In the team, too, are coaches Ronald Chavez and Roel Velasco and Australian consultant Don Abett.
The Bangkok sojourn, according to Association of Boxing Alliances in the Philippines secretary general Ed Picson, makes up for the team’s failure to proceed with the planned camp in Australia before the SEA Games because of problems obtaining visas.
“The camp in Bangkok will, actually include several countries in Europe and Asia-Pacific, so the boys will, have the chance to spar with bigger opponents, especially in the higher weight categories like Eumir, Palicte and Bautista, which they failed to experience,” Picson said.
The first of two remaining Olympic qualifying tournaments is set on February 3 to 11 in Wuhan, China, while the second in Europe in a date and place still to be decided by the International Olympic Committee.
Besides, Chavez butted in, “we were told that there will be a one-day pocket tournament in the course of the camp. So, additional exposure pa rin yun sa mga bata.”
For Velasco, the fact that this year’s Olympics is scheduled in Tokyo, “the luck of the country’s first silver in the 1964 Games could rub on us para sa gold naman this time.”
“Suwerte ang Tokyo sa atin, who knows baka doon din tayo manalo ng gold,” Velasco with a wide grin in reference to the late Anthony Villanueva’s second place finish 56 years ago.

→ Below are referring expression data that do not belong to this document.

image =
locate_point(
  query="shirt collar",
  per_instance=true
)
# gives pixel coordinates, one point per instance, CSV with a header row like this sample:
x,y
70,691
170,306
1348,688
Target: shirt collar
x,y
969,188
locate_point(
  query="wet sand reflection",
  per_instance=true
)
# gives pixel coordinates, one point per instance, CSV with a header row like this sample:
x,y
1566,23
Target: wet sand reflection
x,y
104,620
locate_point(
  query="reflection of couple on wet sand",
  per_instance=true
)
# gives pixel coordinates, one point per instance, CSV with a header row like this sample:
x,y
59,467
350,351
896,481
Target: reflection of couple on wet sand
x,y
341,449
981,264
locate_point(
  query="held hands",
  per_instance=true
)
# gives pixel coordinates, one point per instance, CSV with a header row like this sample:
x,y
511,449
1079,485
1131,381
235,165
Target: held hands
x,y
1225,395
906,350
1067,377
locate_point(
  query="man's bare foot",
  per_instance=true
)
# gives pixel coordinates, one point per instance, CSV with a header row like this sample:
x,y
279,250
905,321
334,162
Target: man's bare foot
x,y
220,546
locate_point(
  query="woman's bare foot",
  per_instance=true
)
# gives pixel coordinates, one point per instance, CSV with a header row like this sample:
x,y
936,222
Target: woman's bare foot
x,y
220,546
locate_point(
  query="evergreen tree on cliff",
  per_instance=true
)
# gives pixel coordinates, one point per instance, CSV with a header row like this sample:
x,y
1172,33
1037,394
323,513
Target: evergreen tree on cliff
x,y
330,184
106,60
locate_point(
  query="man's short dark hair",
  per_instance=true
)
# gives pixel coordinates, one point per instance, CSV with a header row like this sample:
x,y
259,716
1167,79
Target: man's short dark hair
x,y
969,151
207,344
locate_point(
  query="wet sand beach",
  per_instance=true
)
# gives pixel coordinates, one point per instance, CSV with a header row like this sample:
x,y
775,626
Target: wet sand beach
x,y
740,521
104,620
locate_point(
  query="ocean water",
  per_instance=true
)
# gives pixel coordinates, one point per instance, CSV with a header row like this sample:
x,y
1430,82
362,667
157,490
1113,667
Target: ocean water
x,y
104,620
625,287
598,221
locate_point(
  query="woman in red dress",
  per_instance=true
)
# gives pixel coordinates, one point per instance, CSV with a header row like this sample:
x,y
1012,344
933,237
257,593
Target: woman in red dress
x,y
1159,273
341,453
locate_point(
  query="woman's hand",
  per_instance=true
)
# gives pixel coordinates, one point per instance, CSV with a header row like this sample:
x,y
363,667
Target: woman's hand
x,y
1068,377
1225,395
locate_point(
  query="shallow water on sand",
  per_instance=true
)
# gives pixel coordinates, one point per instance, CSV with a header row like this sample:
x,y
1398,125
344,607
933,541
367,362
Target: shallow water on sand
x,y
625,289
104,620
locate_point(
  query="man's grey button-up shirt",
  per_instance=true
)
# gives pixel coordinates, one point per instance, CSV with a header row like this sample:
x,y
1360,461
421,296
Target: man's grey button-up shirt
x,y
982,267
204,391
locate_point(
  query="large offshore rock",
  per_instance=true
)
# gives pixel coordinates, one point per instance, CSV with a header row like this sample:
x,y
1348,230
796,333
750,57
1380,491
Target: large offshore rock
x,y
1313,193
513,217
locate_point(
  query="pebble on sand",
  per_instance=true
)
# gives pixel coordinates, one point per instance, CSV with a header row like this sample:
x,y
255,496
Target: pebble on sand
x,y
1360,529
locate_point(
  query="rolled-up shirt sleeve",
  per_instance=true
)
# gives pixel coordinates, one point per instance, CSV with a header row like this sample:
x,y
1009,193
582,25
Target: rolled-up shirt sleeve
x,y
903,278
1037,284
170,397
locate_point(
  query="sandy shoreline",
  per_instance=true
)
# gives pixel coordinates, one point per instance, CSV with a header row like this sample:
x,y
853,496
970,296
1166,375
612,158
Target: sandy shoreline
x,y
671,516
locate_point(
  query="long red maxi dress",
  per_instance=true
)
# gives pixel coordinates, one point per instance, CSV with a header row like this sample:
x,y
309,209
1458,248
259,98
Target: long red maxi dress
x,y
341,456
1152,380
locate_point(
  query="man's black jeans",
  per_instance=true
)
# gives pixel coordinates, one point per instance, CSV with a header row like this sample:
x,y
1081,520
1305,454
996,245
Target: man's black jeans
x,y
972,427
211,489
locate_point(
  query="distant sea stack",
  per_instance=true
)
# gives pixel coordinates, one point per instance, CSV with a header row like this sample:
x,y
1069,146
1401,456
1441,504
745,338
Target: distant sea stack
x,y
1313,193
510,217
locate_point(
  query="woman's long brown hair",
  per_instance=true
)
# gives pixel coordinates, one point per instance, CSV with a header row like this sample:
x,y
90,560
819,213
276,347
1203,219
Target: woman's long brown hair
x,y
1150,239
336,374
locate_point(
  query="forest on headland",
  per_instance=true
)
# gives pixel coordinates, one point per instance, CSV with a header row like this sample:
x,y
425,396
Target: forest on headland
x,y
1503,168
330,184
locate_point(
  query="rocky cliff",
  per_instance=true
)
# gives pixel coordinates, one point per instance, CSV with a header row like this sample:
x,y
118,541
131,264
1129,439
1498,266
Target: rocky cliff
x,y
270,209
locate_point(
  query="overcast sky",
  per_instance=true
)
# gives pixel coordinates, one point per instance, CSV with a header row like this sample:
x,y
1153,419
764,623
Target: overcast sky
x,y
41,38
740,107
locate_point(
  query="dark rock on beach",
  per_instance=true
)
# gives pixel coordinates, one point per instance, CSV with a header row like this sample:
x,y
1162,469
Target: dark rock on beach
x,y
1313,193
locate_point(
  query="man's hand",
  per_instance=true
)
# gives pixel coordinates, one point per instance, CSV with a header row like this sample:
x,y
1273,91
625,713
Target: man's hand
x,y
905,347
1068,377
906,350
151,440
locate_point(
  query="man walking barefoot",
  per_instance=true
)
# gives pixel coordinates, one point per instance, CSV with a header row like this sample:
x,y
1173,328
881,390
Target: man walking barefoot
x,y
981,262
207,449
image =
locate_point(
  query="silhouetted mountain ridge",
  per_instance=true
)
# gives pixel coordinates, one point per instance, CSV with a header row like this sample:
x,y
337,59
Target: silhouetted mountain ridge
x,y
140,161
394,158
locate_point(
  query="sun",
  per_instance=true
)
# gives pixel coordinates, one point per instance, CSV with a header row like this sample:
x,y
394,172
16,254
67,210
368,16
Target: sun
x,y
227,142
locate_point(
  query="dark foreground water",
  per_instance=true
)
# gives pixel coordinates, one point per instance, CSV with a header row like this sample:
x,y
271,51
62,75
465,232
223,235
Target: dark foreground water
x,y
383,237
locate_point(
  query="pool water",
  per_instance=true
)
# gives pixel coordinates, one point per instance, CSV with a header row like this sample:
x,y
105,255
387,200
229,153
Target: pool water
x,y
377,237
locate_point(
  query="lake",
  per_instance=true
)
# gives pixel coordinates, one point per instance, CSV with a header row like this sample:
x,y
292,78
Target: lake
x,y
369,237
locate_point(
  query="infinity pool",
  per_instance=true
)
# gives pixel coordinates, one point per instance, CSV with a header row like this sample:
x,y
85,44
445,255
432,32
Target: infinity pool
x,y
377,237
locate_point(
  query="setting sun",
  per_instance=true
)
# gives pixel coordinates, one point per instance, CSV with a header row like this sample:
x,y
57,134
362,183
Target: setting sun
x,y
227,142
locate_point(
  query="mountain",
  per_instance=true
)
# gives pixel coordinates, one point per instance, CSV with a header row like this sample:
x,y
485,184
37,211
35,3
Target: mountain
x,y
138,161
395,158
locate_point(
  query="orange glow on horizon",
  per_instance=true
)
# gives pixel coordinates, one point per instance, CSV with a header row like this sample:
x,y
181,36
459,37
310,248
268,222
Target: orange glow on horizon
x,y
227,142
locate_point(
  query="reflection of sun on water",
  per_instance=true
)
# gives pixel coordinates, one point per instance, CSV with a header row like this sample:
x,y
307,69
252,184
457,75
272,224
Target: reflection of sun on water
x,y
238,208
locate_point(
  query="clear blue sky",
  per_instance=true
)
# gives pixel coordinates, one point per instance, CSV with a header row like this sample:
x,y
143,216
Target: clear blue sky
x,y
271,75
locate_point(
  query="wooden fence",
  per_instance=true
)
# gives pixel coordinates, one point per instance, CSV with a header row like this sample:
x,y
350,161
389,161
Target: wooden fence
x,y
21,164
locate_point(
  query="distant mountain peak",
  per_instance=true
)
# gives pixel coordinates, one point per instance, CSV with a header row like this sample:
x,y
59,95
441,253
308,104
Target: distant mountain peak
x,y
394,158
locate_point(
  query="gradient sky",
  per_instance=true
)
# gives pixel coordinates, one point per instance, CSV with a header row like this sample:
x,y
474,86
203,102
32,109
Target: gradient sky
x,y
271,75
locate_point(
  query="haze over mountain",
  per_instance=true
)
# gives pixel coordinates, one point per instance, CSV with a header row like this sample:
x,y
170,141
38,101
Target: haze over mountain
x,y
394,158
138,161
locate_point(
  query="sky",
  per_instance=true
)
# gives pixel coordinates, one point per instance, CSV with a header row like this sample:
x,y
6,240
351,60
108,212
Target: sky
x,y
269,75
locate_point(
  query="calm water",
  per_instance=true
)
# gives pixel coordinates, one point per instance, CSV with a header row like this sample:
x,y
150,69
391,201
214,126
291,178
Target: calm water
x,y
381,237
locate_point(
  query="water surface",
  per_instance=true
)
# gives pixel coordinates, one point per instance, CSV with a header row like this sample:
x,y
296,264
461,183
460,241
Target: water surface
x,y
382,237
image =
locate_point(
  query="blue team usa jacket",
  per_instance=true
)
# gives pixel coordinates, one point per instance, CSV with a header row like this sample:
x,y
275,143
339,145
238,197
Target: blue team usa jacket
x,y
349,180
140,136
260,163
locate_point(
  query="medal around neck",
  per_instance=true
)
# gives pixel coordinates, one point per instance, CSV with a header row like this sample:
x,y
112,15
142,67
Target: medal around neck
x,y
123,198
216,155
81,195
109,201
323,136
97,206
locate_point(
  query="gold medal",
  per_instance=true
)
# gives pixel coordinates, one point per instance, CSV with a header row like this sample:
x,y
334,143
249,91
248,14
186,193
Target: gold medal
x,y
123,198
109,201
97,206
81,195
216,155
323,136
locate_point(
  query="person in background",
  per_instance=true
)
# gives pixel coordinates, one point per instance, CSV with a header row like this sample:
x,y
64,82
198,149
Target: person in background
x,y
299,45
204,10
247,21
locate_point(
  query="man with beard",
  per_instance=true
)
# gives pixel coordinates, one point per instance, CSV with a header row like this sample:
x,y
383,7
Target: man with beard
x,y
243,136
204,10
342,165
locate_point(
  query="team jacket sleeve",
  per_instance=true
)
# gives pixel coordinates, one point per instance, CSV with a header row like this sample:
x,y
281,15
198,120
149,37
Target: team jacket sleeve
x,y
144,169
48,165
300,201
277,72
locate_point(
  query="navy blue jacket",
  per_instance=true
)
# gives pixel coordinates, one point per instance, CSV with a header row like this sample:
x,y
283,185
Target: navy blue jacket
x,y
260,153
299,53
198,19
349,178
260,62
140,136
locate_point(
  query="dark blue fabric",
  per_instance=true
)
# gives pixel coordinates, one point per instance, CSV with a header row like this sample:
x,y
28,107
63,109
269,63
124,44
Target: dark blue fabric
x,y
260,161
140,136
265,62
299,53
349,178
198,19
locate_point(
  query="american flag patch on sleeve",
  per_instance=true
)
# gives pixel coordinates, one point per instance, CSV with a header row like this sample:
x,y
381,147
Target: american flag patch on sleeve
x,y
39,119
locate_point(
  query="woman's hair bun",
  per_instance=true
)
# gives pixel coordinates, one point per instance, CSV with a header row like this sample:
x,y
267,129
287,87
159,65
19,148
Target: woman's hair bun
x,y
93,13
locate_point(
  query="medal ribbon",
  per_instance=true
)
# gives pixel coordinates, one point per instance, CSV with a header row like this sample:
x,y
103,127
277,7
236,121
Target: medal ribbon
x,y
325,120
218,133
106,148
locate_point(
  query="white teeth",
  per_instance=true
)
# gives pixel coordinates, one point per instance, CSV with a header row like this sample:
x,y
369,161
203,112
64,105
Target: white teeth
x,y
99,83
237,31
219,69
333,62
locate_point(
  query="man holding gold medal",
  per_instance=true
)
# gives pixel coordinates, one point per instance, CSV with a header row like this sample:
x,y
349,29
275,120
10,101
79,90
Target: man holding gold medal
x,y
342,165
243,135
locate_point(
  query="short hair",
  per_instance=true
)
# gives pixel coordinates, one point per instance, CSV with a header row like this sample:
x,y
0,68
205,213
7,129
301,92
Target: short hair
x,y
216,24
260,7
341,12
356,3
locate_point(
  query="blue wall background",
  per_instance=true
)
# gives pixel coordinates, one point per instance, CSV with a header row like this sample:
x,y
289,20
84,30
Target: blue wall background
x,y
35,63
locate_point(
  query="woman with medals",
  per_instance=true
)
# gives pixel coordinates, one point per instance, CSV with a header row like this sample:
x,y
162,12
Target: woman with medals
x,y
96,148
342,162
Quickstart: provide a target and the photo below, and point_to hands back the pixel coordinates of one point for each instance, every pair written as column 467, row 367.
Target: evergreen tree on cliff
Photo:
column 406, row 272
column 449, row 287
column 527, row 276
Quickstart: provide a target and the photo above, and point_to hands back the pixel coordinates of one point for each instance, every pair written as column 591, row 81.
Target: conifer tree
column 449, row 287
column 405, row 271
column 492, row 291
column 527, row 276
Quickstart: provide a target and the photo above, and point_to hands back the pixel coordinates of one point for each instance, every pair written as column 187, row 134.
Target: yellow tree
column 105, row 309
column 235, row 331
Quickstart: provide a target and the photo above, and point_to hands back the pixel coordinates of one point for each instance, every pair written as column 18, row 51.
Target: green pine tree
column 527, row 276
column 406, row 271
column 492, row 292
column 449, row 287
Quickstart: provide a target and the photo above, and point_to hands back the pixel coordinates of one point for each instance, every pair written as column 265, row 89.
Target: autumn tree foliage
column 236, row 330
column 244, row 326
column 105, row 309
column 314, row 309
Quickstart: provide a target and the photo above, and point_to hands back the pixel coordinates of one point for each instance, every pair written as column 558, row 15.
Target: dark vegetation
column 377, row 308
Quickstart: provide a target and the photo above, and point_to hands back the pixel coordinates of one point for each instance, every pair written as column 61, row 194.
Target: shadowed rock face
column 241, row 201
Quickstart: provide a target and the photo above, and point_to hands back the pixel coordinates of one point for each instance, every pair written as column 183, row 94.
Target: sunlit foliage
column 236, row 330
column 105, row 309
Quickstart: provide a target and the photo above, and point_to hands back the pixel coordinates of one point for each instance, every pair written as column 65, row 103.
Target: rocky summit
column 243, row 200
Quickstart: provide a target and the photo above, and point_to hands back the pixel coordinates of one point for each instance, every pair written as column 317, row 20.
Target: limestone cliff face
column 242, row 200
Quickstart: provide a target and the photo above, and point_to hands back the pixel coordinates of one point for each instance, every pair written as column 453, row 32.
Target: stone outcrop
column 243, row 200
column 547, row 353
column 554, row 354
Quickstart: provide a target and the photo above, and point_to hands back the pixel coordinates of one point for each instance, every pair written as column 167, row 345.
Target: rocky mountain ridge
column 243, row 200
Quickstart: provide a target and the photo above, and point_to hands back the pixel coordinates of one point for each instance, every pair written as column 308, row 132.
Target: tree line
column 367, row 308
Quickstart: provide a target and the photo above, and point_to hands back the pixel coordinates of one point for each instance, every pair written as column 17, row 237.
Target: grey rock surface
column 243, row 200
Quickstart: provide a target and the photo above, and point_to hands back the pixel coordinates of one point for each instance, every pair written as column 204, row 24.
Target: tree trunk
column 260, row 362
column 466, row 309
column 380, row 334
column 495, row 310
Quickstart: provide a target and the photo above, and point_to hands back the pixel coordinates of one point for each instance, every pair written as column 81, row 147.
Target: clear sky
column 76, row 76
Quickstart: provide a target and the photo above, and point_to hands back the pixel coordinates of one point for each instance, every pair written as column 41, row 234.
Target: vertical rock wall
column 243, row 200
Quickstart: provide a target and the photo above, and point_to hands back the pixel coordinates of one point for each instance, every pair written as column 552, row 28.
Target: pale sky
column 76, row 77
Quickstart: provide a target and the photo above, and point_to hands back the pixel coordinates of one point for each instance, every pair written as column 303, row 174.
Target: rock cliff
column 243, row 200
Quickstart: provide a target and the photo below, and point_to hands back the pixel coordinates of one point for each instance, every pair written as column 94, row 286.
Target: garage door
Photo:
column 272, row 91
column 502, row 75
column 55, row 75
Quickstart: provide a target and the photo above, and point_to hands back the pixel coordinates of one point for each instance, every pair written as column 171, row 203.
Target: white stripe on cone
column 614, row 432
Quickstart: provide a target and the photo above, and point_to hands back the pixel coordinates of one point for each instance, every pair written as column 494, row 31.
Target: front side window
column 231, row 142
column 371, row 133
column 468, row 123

Two of the Philippines’ three silver medals so far came in boxing, including that of Velasco’s younger brother Mansueto ‘Onyok’ in 1996 in Atlanta. The third was courtesy of weightlifter Hidilyn Diaz just four years ago in Rio de Janeiro, Brazil.
Three of the country’s seven bronze medal winnings it first took part in the quadrennial conclave in 1924, were courtesy of boxers – Jose “Cely” Villanueva, Anthony’s father, in Los Angeles in 1932, Leopoldo Serrantes in Seoul in 1988 and Roel himself in 1992 in Barcelona.
The Philippines has actually won a pair of Olympic gold medals courtesy of bowler Arianne Cerdena in 1988 and wushu ace Willy Wang in Beijing 2008 when their respective sport were contested as demonstration events.
Two more bronze were won by tae kwon do jins Stephen Fernandez and ex-gymnast-turned jin Bea Lucero in 1992 also as demo events.